ERIC Number: ED102232
Record Type: RIE
Publication Date: 1974-Oct
Reference Count: 0
A Simulation Study of the Use of Change Measures to Compare Educational Programs. Report No. 183.
Richards, James M., Jr.
Recent research results strongly suggest that the theoretical problems of change measures have limited practical significance for measuring individual growth, and it is important to determine whether this is also the case for measuring school impact. Accordingly, in this study artifical data were used to assess the correlation between several estimates of average student change in various schools and the "true" impact of the same schools. Because it seems desirable for artificial data to resemble real data, the computer procedure was designed to reproduce selected aspects of the Educational Testing Service Growth Study and of the Project TALENT study of high schools in the U.S. Results indicate that all estimates involving pretest-posttest differences measure school impact with reasonable accuracy.

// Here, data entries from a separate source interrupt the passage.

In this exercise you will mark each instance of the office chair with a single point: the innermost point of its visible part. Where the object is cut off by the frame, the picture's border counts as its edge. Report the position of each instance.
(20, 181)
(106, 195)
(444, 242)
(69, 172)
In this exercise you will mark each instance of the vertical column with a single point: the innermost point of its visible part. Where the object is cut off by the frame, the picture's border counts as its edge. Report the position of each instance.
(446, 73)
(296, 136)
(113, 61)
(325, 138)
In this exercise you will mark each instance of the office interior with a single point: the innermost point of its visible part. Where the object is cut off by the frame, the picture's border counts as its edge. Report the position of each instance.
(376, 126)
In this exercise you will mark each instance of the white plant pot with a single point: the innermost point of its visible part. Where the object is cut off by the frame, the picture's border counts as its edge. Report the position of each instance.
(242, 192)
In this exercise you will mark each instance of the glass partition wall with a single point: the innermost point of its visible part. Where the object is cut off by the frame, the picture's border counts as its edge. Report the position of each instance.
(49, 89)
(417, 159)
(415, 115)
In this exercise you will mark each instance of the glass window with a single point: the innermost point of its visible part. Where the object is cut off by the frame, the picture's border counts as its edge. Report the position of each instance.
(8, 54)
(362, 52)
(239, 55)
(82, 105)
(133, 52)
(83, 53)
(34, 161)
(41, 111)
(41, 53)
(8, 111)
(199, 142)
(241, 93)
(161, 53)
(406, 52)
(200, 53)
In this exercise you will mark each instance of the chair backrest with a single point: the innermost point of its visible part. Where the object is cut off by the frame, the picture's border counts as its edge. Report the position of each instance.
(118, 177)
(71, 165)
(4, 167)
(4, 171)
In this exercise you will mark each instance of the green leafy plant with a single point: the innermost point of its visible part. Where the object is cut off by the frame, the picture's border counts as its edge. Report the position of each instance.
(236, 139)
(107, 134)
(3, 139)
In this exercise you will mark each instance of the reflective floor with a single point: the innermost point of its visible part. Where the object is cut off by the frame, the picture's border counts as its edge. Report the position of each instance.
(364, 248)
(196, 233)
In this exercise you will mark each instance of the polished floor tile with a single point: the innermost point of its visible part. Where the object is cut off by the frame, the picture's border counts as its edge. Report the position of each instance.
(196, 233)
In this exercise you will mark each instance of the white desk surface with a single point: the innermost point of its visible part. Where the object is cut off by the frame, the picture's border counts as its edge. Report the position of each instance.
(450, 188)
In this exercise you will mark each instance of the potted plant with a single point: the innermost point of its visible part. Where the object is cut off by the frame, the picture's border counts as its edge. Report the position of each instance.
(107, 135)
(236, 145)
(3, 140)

It is important to measure change over the entire course of learning, however, and not just over the later stages of learning. The correlations between change scores and other school characteristics reflect with reasonable accuracy the relationships between those characteristics and impact, but will be large only when the underlying relationships are substantial. Simple gain scores measure the true situation about as accurately as other change estimates, are easier to compute, and probably are more meaningful to nonresearchers. (Author/JM)
Publication Type: Reports - Research
Education Level: N/A
Sponsor: National Inst. of Education (DHEW), Washington, DC.
Authoring Institution: Johns Hopkins Univ., Baltimore, MD. Center for the Study of Social Organization of Schools.